From this point on, the plot thickens: Freed from prison and returning to his job at the auto shop (where Richard Pryor makes a distracting cameo), Pete runs afoul of gang boss Mr. Eddie (Robert Loggia) -- or is his real name Dick Laurent? (Nearly every major character adopts and discards names and identities like cheap suits.) Soon Pete is involved with Mr. Eddie's moll, Alice, who bears more than a passing resemblance to Renee in a platinum wig, and before long he spirals down into Lynch Land: porn rings, grotesque killings, visions of desert houses that explode and re-form themselves, doppelgangers and displaced perversity. It takes pivotal reappearances by Andy and the Mystery Man to wrap the whole thing up, as much as such a schizoid mess allows itself to be wrapped up.
It is clear where
Lynch is going with all this: Pete is a character invented by Fred's disintegrating
mind, a virile rough-houser who is the fulfillment of Fred's wish fantasies, right
down to getting the girl (Renee/Alice), but like the titular character of Alice
in Wonderland, one must eventually reemerge from the rabbit hole, and thus
Fred reappears, and the cycle begins anew. It would have worked if Lynch had invested
the second half of the movie with the same craftsmanship and intensity that permeates
the first half, but the longer the film runs, the slacker it gets. The actors
make do with their thinly sketched characters, but none of them distinguish themselves.
As an urban cowboy, Getty is surprisingly charisma-free, channeling Charlie Sheen,
of all actors. Arquette bravely doffs her clothes and does her best to embody
the fetishistic pin-ups she plays; indeed, as in every Lynch film that delineates
the psychosexual hangups of its callow male protagonists, women are abused in
myriad ways in Lost Highway, not least a strip scene performed at gunpoint.
But Arquette does herself no favors with her vacant stares and Bo-Beep voice;
contrast that to the superior performances offered by Isabella Rossellini, Cheryl
Lee, and Naomi Watts as other Lynchian ladies in peril. Loggia's Mr. Eddie/Laurent
has an amusing vignette with a tailgating driver, but is only a pale echo of Dennis
Hopper's landmark loony from Blue Velvet. You know that Lynch's mind
is elsewhere when he enlists the help of creepazoids like Trent Reznor and Marilyn
Manson on the film's soundtrack -- that's like shoveling parody on top of parody.

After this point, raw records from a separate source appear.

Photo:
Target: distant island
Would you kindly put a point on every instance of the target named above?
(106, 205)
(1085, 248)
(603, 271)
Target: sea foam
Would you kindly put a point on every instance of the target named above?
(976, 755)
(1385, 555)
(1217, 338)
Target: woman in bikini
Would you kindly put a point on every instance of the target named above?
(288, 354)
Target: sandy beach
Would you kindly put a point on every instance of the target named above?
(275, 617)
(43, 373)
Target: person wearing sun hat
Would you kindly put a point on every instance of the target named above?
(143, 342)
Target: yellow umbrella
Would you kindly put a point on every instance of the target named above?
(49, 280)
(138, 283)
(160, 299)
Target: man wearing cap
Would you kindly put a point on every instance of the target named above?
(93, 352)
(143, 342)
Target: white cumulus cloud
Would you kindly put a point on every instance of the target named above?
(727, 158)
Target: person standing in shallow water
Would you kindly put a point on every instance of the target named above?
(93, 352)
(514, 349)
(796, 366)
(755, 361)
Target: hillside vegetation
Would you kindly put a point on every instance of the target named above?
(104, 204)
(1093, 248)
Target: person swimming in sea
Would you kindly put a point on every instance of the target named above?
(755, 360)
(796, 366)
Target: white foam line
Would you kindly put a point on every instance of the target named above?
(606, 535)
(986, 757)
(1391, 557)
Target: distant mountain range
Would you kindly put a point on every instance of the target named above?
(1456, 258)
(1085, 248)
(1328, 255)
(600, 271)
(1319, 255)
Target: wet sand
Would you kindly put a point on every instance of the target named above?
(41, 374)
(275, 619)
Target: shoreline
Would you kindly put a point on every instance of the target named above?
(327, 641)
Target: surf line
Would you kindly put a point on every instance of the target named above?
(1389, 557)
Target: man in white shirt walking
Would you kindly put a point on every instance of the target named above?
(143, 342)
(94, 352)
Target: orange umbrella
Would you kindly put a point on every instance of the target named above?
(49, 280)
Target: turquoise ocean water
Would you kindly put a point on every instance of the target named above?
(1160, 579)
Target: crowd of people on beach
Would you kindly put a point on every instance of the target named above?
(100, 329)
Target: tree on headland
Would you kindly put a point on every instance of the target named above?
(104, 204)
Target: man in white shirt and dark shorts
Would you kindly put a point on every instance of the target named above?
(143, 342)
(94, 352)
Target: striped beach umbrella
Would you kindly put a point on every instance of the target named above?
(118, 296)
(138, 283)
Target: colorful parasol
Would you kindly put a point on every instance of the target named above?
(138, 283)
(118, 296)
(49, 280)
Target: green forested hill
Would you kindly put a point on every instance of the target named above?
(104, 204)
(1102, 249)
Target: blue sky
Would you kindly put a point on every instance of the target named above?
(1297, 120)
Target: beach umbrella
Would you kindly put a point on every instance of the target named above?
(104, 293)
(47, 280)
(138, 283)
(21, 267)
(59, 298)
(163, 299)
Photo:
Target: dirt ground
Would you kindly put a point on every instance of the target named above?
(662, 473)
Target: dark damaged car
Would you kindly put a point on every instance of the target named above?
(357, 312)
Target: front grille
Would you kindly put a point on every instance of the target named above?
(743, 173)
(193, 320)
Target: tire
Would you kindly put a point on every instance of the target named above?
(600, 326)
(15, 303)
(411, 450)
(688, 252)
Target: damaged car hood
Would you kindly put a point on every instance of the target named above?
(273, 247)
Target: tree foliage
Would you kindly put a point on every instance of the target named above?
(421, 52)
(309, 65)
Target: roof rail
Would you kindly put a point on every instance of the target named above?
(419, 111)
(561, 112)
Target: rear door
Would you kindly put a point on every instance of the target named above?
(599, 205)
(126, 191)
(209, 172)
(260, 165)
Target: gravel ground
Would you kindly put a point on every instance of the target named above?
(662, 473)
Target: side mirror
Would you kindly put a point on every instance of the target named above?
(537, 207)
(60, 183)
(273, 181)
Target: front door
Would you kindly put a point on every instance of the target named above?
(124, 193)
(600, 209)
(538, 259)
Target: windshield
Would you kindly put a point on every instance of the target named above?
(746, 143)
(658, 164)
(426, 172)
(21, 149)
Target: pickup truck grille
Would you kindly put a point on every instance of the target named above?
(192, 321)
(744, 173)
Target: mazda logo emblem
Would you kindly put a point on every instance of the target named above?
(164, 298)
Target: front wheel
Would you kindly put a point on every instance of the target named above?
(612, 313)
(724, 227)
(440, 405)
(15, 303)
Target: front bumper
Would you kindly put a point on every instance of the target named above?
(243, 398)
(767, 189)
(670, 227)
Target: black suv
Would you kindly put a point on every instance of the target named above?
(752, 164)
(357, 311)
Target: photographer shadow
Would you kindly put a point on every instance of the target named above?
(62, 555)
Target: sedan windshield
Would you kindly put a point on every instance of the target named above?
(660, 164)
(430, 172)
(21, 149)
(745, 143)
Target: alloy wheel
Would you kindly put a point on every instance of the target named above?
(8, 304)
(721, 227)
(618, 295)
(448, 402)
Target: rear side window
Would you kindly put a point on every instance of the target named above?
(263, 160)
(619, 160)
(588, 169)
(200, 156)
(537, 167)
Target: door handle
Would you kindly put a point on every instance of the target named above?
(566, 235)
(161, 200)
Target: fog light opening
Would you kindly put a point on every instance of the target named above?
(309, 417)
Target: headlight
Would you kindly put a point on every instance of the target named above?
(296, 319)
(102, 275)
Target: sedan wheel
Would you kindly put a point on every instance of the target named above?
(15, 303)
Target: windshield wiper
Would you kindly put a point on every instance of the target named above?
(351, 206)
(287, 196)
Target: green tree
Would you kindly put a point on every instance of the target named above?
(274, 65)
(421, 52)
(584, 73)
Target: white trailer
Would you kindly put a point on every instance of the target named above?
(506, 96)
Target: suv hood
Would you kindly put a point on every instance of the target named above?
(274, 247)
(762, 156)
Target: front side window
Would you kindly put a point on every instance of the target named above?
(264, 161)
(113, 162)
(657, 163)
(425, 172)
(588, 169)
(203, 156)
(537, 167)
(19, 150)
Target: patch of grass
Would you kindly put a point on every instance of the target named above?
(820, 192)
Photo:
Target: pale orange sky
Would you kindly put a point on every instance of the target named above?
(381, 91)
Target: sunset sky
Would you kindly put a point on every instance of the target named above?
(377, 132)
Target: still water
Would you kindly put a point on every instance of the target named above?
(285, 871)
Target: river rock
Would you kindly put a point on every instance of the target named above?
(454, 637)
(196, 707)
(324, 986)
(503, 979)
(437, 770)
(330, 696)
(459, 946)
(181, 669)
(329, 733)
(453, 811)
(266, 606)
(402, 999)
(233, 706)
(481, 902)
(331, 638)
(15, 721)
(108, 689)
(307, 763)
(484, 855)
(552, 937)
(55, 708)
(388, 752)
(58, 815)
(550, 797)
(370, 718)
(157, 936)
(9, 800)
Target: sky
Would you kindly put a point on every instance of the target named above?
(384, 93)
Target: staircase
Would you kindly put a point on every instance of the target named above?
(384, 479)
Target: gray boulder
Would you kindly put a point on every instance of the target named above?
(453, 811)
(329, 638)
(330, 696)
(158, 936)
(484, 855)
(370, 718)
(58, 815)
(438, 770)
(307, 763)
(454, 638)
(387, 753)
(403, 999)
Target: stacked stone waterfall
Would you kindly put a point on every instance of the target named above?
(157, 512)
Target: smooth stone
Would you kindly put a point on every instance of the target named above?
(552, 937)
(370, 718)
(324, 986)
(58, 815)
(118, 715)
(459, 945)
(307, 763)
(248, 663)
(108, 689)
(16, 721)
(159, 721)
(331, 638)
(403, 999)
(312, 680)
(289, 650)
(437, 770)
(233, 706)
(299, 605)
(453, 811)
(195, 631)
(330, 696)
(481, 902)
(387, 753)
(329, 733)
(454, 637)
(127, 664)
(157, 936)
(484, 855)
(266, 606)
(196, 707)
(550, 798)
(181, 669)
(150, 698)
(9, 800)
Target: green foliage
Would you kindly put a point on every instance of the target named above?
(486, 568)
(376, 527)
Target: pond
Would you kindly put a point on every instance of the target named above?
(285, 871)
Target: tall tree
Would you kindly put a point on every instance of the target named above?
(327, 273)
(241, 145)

In the end, only Pullman and Robert Blake, giving his cryptic lines a terrific
spin with his patented tough-guy attitude, rise completely above the murk. (Blake's
participation in the project is doubly ironic considering Lynch's remark at the
top of this essay.)
Still, there is no denying Lynch's ability to combine sound and image to blood-curdling
effect (Angelo Badalamenti's soundtrack may well be his best for Lynch), and some
of the most jolting moments (Blake's face superimposed on Arquette's body) have
the pull of a nightmare. And then there are those shots of the lost highway at
night, unspooling at supersonic speed while David Bowie croons "I'm deranged"
over the title and end credits -- the movie may end up exploded in a messy heap
like that house in the desert, but the image underlines the allure and danger
of a Lynch film. All highways may come to dead ends, but whatever we may find,
the view from the driver's seat is certainly enough to intoxicate along the way.